Simplified representation of energy band diagram of Au/GaAs/n-Si/Al heterojunction

4 Conclusion

In this contribution, the main goal is manufacture of Au/n-GaAs/p-Si/Al structure as a schottky barrier diode by liquid phase epitaxial growth, and investigation it’s electrical and dielectrically properties by C–V and I–V measurements. The novelty in this article is investigation of dielectric properties of Au/n-GaAs/p-Si/Al that investigators had not deliberate before, which stimulated us to study these properties.
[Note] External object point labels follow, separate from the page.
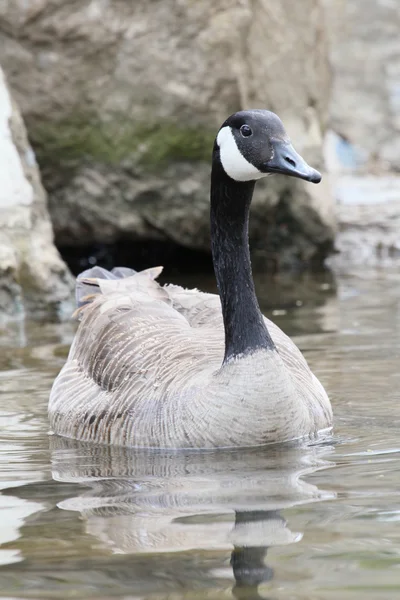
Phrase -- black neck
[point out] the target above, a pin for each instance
(245, 329)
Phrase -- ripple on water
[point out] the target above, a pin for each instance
(319, 522)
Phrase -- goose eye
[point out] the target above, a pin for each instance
(246, 131)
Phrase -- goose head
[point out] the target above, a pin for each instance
(252, 144)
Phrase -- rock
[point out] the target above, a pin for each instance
(362, 147)
(33, 278)
(365, 58)
(122, 101)
(369, 218)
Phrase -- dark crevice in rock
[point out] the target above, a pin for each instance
(138, 255)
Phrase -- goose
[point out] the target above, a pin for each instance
(156, 366)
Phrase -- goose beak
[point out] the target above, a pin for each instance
(287, 162)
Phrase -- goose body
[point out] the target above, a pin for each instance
(162, 366)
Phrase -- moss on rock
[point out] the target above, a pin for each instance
(77, 138)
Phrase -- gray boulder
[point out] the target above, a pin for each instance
(122, 101)
(33, 278)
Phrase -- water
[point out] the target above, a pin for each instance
(316, 523)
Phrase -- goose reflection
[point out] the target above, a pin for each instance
(141, 501)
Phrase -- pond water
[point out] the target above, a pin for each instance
(309, 523)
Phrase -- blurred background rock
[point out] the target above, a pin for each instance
(122, 101)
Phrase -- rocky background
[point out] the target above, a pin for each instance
(122, 101)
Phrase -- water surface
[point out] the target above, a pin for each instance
(309, 523)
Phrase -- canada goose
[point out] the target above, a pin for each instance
(162, 366)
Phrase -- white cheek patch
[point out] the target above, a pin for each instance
(234, 163)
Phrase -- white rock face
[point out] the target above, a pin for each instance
(33, 279)
(362, 148)
(122, 102)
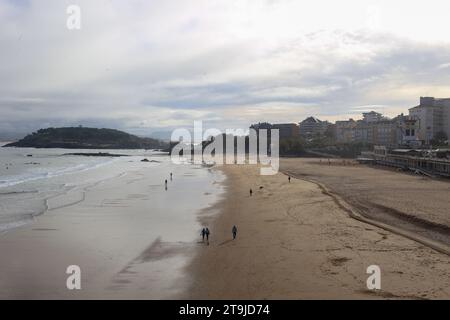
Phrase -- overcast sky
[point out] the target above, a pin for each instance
(145, 66)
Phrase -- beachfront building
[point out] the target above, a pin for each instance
(372, 116)
(346, 131)
(434, 117)
(384, 133)
(408, 128)
(313, 126)
(287, 130)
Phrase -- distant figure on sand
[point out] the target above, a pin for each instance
(207, 234)
(203, 234)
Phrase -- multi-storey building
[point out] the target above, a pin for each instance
(312, 126)
(434, 117)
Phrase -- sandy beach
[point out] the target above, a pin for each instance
(130, 237)
(295, 242)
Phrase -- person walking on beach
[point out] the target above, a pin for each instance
(203, 234)
(234, 231)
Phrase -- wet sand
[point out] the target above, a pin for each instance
(130, 237)
(295, 242)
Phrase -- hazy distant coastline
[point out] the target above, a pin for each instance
(86, 138)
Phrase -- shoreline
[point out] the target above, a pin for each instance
(130, 237)
(295, 242)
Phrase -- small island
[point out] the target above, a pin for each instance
(86, 138)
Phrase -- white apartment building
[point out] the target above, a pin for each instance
(434, 116)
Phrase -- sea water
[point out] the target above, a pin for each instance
(33, 181)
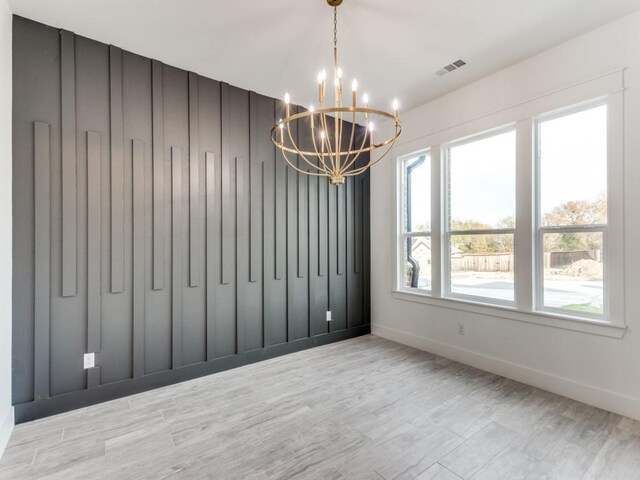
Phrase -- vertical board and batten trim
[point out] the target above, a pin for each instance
(176, 257)
(158, 174)
(357, 234)
(117, 170)
(69, 163)
(211, 279)
(323, 225)
(302, 214)
(280, 208)
(134, 219)
(194, 194)
(42, 260)
(241, 206)
(256, 182)
(340, 230)
(138, 256)
(94, 215)
(225, 231)
(366, 249)
(94, 270)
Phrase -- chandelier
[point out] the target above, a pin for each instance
(335, 156)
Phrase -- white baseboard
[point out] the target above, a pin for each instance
(6, 427)
(598, 397)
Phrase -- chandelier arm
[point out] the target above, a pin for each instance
(371, 164)
(318, 155)
(295, 147)
(326, 141)
(353, 131)
(339, 140)
(359, 151)
(306, 172)
(284, 149)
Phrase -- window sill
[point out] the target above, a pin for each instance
(594, 327)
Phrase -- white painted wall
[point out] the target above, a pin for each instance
(595, 369)
(6, 410)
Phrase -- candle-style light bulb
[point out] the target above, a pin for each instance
(354, 88)
(287, 100)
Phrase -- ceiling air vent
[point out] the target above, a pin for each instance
(451, 67)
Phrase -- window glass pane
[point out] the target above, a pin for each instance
(573, 168)
(482, 183)
(482, 266)
(418, 194)
(417, 263)
(573, 271)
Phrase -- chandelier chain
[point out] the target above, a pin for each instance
(335, 27)
(331, 156)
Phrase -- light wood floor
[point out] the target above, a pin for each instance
(365, 408)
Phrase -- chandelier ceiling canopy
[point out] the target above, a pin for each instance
(337, 148)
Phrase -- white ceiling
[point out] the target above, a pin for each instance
(393, 47)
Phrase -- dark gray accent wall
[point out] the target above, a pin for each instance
(156, 225)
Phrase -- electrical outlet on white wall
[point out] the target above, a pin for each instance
(89, 360)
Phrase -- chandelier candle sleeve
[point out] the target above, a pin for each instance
(335, 156)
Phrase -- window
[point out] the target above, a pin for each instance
(416, 222)
(481, 208)
(572, 212)
(521, 217)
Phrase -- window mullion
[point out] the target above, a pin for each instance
(523, 238)
(436, 221)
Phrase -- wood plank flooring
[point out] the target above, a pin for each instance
(361, 409)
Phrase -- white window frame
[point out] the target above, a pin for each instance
(541, 230)
(607, 88)
(404, 234)
(447, 232)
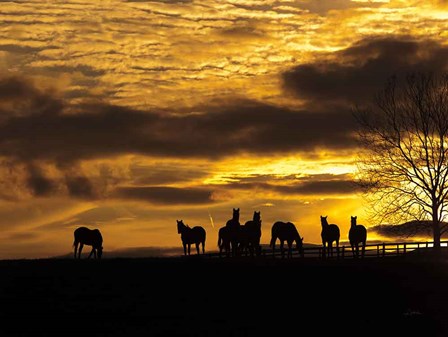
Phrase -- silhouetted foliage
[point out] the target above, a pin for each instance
(403, 170)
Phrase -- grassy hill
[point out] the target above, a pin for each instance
(199, 296)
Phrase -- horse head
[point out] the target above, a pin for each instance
(236, 214)
(180, 226)
(257, 216)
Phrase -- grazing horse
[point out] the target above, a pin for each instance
(330, 233)
(250, 235)
(357, 235)
(286, 231)
(91, 237)
(190, 235)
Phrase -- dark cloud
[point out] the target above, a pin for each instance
(242, 32)
(20, 97)
(42, 128)
(321, 187)
(310, 185)
(165, 174)
(166, 195)
(80, 187)
(361, 70)
(38, 184)
(16, 49)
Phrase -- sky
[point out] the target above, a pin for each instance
(127, 115)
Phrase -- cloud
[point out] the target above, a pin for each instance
(360, 71)
(39, 184)
(406, 230)
(316, 185)
(166, 195)
(43, 128)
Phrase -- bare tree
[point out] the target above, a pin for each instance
(403, 165)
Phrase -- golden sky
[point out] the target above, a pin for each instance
(128, 115)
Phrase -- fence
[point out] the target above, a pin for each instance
(376, 250)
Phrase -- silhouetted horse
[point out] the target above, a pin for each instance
(330, 233)
(233, 231)
(90, 237)
(357, 235)
(224, 240)
(190, 235)
(250, 235)
(286, 231)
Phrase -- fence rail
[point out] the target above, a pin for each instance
(377, 250)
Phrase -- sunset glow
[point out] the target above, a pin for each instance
(126, 115)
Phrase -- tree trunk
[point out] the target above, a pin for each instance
(436, 233)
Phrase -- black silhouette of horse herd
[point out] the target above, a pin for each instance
(235, 239)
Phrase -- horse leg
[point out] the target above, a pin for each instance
(91, 253)
(282, 248)
(81, 246)
(337, 249)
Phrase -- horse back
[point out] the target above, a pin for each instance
(90, 237)
(357, 234)
(331, 233)
(199, 233)
(195, 235)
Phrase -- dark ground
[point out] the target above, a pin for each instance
(202, 296)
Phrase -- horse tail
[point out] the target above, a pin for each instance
(271, 244)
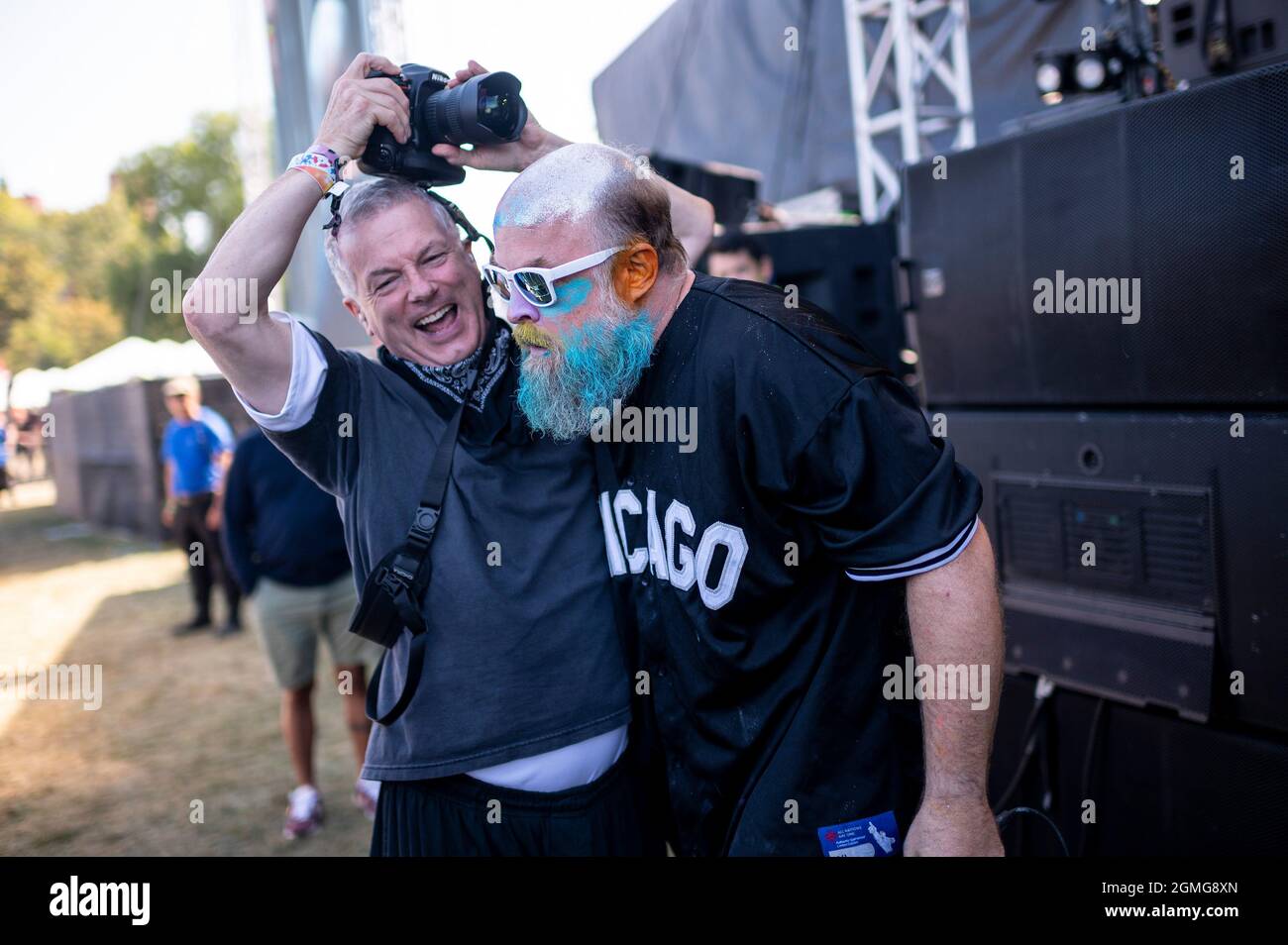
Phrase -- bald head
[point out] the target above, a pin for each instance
(597, 187)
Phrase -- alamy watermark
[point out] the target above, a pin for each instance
(228, 296)
(939, 682)
(58, 682)
(645, 425)
(1078, 296)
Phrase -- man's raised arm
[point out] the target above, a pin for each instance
(253, 351)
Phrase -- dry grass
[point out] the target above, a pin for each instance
(181, 720)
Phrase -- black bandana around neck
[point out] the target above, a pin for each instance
(454, 378)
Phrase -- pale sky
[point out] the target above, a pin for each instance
(88, 82)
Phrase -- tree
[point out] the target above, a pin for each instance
(184, 196)
(62, 332)
(29, 277)
(97, 265)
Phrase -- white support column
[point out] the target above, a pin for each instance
(906, 59)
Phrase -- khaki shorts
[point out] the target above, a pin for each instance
(290, 619)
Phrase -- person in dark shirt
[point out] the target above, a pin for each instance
(739, 257)
(514, 738)
(196, 450)
(774, 505)
(284, 544)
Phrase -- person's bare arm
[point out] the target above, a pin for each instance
(956, 619)
(253, 351)
(692, 217)
(167, 509)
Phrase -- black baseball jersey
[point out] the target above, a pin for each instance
(764, 553)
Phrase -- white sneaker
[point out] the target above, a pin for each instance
(303, 812)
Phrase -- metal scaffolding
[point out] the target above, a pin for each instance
(917, 44)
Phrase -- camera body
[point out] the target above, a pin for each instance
(485, 110)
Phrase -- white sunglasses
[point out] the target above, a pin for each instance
(537, 284)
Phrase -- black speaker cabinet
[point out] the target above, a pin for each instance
(849, 271)
(1142, 555)
(1177, 205)
(1160, 786)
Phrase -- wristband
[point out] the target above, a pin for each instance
(323, 167)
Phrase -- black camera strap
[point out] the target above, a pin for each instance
(406, 578)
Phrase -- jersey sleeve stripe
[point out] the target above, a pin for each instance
(921, 564)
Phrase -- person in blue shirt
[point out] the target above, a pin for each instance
(196, 450)
(284, 542)
(4, 460)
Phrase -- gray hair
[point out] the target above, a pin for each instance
(365, 198)
(621, 197)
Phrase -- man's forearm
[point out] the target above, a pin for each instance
(956, 621)
(253, 351)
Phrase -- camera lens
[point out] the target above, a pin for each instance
(485, 110)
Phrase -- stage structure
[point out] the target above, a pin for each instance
(915, 44)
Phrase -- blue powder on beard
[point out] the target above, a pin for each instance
(601, 361)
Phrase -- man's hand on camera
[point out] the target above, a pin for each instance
(533, 143)
(360, 103)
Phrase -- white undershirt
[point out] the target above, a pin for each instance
(571, 766)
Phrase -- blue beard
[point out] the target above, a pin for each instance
(600, 362)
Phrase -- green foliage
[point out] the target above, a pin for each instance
(73, 282)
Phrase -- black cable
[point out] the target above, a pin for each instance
(1029, 740)
(1006, 816)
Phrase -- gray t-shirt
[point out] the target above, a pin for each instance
(524, 654)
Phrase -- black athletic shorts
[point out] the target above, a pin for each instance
(464, 816)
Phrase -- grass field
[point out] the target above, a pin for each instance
(181, 720)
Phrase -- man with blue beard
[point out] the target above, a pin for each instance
(771, 568)
(514, 735)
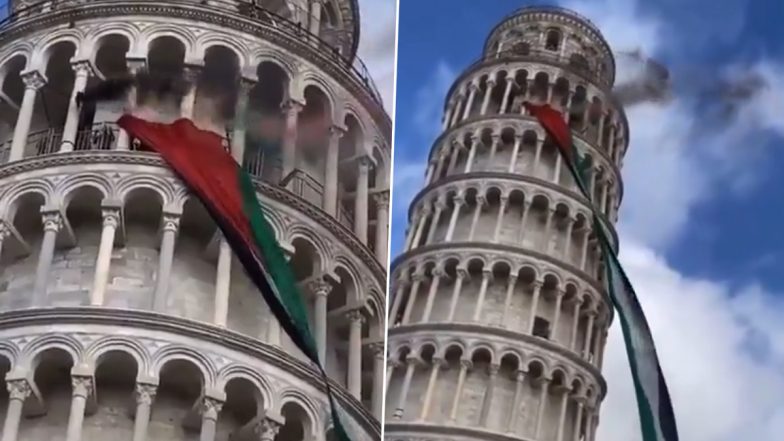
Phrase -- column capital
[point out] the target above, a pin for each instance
(111, 216)
(170, 221)
(145, 393)
(82, 67)
(33, 79)
(290, 106)
(381, 198)
(52, 220)
(210, 408)
(18, 389)
(81, 386)
(267, 428)
(355, 316)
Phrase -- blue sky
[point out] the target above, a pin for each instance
(700, 229)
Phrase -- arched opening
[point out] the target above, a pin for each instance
(265, 123)
(176, 409)
(217, 87)
(115, 379)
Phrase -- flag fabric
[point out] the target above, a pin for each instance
(657, 418)
(227, 192)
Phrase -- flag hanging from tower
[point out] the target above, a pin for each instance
(227, 192)
(657, 419)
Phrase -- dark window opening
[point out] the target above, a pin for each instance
(541, 328)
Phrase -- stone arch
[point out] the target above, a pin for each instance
(40, 186)
(155, 184)
(74, 184)
(43, 50)
(31, 353)
(263, 387)
(188, 355)
(161, 30)
(294, 404)
(133, 348)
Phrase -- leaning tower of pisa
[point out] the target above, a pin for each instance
(500, 315)
(123, 314)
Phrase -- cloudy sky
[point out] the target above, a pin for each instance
(701, 230)
(377, 45)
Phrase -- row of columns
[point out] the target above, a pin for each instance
(416, 235)
(82, 388)
(53, 222)
(603, 191)
(459, 110)
(34, 80)
(584, 417)
(589, 348)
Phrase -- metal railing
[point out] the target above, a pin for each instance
(353, 65)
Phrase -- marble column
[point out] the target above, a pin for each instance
(471, 154)
(480, 202)
(507, 92)
(240, 115)
(578, 420)
(458, 203)
(462, 274)
(534, 306)
(472, 89)
(355, 354)
(291, 109)
(575, 325)
(487, 400)
(361, 200)
(480, 300)
(222, 283)
(267, 429)
(431, 387)
(402, 283)
(33, 81)
(513, 412)
(111, 219)
(52, 222)
(82, 70)
(331, 171)
(81, 388)
(188, 104)
(418, 279)
(440, 206)
(488, 91)
(170, 225)
(508, 299)
(320, 289)
(515, 154)
(382, 226)
(145, 395)
(431, 294)
(209, 418)
(18, 391)
(562, 414)
(543, 395)
(377, 399)
(499, 222)
(465, 365)
(411, 363)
From examination of dielectric parameters such as Z′ and Z′′, we can tuned the values of Z′, Z′′ by difference of constant temperature, the values of Z′ and Z′′ reached to maximum value at 30 °C and decrease with temperature increasing, Z′′ takes positive and negative values depending on temperature. Z′ and Z′′ are verification of the Cole–Cole diagrams. Also, can be tailoring the dielectric parameters such as C, G and tan(δ) by difference of voltage, temperature and frequency. Electric parameters such as Ideality factors, series resistance, shunt resistance, barrier height, rectification ratio was investigated from I–V measurement. The exploring of I–V features displayed that Au/n-GaAs/p-Si/Al have a noteworthy rectifying values ranged from 200 to 1200 as the bias voltage varied from 0.5 to 1.2 eV. with rising of temperature, the sheet (R_s) and shunt resistance (R_sh) exhibits decrement with temperate. Moreover, the values of ideality factors (n) and barrier height (φ_b) also reduce with temperature. The conduction mechanism has been extensively studied in both forward and reverse scan. It has been found at high voltage region that managed by space charge limited current dominated (SCLC) by single trap distribution. Also, the trap concentration and trap level were found to be 1.07 × 10⁻¹⁸ cm⁻³ and 0.13 eV, which placed directly below the bottom of conduction band as pictured by the band diagram of Au/n-GaAs/p-Si/Al architecture.